Seok Minje, Kim Wooseong
Computer Engineering Department, Gachon University, Seongnam 13120, Gyeonggi, Republic of Korea.
Healthcare (Basel). 2023 May 5;11(9):1334. doi: 10.3390/healthcare11091334.
Sarcopenia is a well-known age-related disease that can lead to musculoskeletal disorders and chronic metabolic syndromes, such as sarcopenic obesity. Numerous studies have researched the relationship between sarcopenia and various risk factors, leading to the development of predictive models based on these factors. In this study, we explored the impact of physical activity (PA) in daily life and obesity on sarcopenia prediction. PA is easier to measure using personal devices, such as smartphones and watches, or lifelogs, than using other factors that require medical equipment and examination. To demonstrate the feasibility of sarcopenia prediction using PA, we trained various machine learning models, including gradient boosting machine (GBM), xgboost (XGB), lightgbm (LGB), catboost (CAT), logistic regression, support vector classifier, k-nearest neighbors, random forest (RF), multi-layer perceptron, and deep neural network (DNN), using data samples from the Korea National Health and Nutrition Examination Survey. Among the models, the DNN achieved the most precise accuracy on average, 81%, with PA features across all data combinations, and the accuracy increased up to 90% with the addition of obesity information, such as total fat mass and fat percentage. Considering the difficulty of measuring the obesity feature, when adding waist circumference to the PA features, the DNN recorded the highest accuracy of 84%. This model accuracy could be improved by using separate training sets according to gender. As a result of measurement with various metrics for accurate evaluation of models, GBM, XGB, LGB, CAT, RF, and DNN demonstrated significant predictive performance using only PA features including waist circumference, with AUC values at least around 0.85 and often approaching or exceeding 0.9. We also found the key features for a highly performing model such as the quantified PA value and metabolic equivalent score in addition to a simple obesity measure such as body mass index (BMI) and waist circumference using SHAP analysis.

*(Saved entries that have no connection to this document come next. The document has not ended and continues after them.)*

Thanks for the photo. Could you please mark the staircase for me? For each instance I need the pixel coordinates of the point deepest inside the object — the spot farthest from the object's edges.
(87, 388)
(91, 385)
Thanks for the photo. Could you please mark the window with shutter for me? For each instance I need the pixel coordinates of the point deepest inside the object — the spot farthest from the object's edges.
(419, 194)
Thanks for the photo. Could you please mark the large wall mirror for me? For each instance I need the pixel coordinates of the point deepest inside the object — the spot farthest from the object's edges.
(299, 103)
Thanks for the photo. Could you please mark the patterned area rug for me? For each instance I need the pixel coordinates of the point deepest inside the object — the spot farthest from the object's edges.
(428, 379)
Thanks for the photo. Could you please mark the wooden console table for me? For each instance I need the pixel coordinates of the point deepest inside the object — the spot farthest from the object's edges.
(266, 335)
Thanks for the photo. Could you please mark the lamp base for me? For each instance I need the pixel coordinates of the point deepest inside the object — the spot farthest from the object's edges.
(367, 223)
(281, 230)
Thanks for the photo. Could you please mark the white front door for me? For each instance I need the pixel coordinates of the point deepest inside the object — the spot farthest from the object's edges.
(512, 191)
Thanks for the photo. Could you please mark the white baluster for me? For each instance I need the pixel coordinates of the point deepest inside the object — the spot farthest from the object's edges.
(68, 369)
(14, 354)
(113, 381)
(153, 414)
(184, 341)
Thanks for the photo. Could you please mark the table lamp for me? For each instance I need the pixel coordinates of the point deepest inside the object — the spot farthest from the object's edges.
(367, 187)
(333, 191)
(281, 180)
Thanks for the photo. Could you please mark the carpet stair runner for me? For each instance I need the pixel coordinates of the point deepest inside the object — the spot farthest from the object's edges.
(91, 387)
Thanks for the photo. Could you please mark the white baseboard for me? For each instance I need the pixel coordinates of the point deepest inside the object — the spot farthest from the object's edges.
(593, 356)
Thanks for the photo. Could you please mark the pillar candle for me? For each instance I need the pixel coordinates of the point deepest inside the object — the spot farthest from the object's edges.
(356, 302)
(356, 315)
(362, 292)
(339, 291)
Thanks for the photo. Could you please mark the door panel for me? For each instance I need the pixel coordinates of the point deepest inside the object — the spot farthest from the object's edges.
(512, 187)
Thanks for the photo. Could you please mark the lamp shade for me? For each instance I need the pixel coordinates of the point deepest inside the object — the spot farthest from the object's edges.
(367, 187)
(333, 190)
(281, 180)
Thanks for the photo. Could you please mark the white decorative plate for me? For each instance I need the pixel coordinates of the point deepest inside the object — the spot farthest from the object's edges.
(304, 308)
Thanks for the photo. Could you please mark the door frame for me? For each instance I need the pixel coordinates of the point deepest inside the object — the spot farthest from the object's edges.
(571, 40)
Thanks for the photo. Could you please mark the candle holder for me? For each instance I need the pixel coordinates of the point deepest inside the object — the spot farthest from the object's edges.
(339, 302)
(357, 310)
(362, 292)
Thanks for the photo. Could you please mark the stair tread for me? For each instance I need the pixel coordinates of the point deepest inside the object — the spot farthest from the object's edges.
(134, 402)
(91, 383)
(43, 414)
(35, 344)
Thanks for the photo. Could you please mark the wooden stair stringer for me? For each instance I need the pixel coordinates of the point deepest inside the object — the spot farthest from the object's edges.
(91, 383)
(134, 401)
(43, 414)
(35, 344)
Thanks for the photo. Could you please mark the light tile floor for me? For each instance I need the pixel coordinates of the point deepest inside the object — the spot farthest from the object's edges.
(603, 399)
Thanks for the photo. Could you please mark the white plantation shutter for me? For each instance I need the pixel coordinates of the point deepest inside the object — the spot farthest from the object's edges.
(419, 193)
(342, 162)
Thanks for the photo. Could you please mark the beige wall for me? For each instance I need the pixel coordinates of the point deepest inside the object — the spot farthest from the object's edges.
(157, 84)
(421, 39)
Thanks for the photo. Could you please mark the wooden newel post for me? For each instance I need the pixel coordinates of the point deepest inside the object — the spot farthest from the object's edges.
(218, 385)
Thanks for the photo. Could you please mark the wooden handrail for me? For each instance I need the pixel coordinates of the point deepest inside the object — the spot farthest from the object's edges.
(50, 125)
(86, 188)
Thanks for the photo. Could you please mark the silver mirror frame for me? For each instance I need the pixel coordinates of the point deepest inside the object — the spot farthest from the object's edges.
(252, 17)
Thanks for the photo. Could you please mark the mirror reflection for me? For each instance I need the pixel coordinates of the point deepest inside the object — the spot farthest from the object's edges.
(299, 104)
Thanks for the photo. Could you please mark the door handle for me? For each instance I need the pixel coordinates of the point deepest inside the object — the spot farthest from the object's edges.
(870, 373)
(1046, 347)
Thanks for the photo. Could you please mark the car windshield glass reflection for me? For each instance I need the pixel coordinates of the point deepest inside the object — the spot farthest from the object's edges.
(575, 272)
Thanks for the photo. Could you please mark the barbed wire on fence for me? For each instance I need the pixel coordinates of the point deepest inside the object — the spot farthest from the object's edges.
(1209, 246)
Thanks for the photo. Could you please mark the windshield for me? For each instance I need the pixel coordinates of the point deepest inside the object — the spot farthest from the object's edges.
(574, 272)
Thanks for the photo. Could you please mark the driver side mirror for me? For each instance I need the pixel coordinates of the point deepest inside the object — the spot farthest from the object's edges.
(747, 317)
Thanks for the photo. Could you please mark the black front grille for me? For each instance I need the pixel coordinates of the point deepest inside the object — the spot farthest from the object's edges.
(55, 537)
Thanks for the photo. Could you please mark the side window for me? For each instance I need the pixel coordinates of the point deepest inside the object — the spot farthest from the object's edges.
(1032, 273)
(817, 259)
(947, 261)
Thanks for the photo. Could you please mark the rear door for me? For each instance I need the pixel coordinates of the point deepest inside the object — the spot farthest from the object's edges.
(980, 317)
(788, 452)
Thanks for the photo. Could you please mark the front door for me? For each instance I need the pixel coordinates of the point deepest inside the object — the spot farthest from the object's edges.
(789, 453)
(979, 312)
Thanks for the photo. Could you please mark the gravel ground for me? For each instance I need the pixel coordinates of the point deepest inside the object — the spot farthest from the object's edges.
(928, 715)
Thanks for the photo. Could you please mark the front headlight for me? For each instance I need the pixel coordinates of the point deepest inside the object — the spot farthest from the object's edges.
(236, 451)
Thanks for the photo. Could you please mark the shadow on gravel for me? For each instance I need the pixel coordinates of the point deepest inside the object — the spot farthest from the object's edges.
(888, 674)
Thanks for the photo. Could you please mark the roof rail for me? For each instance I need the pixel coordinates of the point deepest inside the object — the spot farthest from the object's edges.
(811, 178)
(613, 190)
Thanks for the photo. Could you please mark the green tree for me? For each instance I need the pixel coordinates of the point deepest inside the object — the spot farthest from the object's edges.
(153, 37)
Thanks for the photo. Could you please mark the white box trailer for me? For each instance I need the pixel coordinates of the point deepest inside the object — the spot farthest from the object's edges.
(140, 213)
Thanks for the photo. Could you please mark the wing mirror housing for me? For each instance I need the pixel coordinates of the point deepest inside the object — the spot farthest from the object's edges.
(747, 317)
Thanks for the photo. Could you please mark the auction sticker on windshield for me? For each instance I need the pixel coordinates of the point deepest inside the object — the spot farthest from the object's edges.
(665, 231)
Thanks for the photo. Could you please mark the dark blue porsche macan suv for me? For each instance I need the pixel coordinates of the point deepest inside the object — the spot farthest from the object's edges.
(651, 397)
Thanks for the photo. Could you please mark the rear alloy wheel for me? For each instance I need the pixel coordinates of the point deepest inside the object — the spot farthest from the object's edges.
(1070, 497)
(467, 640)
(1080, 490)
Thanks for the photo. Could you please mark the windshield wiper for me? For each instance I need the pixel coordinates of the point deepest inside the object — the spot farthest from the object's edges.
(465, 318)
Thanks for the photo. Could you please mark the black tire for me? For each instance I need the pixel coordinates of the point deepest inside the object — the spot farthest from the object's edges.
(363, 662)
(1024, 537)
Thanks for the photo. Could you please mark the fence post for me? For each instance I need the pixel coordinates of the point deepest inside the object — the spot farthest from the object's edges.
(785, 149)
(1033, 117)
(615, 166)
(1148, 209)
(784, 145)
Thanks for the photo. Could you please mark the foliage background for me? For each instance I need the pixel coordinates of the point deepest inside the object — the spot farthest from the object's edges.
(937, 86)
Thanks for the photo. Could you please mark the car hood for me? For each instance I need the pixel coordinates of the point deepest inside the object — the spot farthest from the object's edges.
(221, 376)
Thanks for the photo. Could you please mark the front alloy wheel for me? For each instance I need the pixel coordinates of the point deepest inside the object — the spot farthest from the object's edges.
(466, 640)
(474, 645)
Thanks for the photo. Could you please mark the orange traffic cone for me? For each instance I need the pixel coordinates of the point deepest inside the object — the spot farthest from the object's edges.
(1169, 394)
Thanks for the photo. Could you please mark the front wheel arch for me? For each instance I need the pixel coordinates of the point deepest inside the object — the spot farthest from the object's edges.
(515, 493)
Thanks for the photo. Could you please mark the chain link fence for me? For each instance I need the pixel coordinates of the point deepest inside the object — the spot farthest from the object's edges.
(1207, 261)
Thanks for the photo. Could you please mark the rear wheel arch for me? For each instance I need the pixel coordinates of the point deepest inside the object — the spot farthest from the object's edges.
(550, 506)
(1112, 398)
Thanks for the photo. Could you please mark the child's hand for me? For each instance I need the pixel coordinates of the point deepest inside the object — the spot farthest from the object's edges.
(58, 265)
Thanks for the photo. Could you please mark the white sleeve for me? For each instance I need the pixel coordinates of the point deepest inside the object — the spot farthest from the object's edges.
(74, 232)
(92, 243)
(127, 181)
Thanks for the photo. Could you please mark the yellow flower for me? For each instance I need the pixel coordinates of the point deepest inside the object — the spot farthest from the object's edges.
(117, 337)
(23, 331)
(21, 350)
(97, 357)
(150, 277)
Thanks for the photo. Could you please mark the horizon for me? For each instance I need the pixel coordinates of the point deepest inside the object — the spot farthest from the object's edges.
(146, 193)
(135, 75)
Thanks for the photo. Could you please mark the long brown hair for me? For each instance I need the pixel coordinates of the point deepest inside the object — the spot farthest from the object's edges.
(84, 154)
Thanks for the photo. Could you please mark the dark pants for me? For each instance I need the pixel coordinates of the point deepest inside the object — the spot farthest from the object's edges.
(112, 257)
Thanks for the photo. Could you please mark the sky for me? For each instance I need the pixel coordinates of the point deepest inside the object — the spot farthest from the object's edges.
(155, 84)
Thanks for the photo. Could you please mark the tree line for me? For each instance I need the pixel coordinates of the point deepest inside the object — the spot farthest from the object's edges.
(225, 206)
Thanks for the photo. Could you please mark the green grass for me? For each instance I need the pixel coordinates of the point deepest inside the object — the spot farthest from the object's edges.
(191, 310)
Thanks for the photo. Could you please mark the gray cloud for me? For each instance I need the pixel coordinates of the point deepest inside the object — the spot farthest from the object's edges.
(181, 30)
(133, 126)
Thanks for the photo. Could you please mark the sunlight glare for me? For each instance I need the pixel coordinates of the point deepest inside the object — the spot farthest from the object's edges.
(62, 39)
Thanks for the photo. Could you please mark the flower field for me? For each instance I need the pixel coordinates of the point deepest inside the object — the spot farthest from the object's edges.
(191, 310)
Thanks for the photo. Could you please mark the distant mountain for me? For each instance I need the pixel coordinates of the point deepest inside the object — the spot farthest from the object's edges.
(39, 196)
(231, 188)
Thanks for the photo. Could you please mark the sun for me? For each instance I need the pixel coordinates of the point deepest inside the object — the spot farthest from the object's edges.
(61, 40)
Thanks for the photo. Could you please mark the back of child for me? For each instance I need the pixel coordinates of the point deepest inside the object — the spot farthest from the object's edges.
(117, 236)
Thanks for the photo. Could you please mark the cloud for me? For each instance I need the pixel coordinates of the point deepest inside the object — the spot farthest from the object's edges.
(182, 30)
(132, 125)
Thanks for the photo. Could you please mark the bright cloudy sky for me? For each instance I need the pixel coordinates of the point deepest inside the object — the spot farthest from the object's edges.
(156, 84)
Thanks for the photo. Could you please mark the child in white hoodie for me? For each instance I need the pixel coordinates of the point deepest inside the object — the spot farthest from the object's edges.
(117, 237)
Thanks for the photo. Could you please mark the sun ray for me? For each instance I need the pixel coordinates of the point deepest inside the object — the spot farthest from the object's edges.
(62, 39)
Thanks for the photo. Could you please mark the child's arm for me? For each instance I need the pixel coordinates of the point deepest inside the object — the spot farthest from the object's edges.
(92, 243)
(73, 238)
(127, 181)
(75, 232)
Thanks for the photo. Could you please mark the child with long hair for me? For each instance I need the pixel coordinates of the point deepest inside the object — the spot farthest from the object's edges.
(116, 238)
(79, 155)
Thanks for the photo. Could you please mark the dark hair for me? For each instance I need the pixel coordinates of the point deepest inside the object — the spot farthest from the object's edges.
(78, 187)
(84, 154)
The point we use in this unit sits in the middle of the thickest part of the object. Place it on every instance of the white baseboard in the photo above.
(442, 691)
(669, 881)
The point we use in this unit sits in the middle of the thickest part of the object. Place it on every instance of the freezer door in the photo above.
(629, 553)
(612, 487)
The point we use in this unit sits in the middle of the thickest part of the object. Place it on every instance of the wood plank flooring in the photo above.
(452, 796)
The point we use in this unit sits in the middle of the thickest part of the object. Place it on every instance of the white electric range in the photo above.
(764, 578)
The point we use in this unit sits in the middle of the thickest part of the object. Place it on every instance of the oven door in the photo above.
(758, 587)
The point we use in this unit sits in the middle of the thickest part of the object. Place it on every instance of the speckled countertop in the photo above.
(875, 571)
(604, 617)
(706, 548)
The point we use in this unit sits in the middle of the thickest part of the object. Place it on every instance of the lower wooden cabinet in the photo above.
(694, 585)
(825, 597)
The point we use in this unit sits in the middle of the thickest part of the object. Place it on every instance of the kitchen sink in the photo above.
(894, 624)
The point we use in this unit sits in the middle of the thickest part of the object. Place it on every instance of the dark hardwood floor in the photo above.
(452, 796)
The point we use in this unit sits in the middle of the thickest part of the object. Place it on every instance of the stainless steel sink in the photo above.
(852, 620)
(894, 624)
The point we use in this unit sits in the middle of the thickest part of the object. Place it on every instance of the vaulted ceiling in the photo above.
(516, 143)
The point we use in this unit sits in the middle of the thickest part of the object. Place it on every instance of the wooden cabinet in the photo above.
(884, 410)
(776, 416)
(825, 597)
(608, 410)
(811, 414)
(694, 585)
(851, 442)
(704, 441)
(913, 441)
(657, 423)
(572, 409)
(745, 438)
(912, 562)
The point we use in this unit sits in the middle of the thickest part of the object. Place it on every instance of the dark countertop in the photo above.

肌肉减少症是一种众所周知的与年龄相关的疾病,可导致肌肉骨骼疾病和慢性代谢综合征,如肌肉减少性肥胖。许多研究探讨了肌肉减少症与各种风险因素之间的关系,并基于这些因素开发了预测模型。在本研究中,我们探讨了日常生活中的身体活动(PA)和肥胖对肌肉减少症预测的影响。与使用需要医疗设备和检查的其他因素相比,使用智能手机、手表等个人设备或生活日志来测量PA更容易。为了证明使用PA进行肌肉减少症预测的可行性,我们使用韩国国家健康与营养检查调查的数据样本,训练了各种机器学习模型,包括梯度提升机(GBM)、XGBoost(XGB)、LightGBM(LGB)、CatBoost(CAT)、逻辑回归、支持向量分类器、k近邻、随机森林(RF)、多层感知器和深度神经网络(DNN)。在这些模型中,DNN在所有数据组合的PA特征上平均达到了最精确的准确率,即81%,并且在添加肥胖信息(如总脂肪量和脂肪百分比)后,准确率提高到了90%。考虑到测量肥胖特征的难度,当在PA特征中添加腰围时,DNN的准确率最高,为84%。根据性别使用单独的训练集可以提高该模型的准确率。通过使用各种指标进行测量以准确评估模型,GBM、XGB、LGB、CAT、RF和DNN仅使用包括腰围在内的PA特征就表现出了显著的预测性能,AUC值至少约为0.85,并且经常接近或超过0.9。我们还使用SHAP分析找到了高性能模型的关键特征,除了简单的肥胖测量指标(如体重指数(BMI)和腰围)外,还有量化的PA值和代谢当量得分。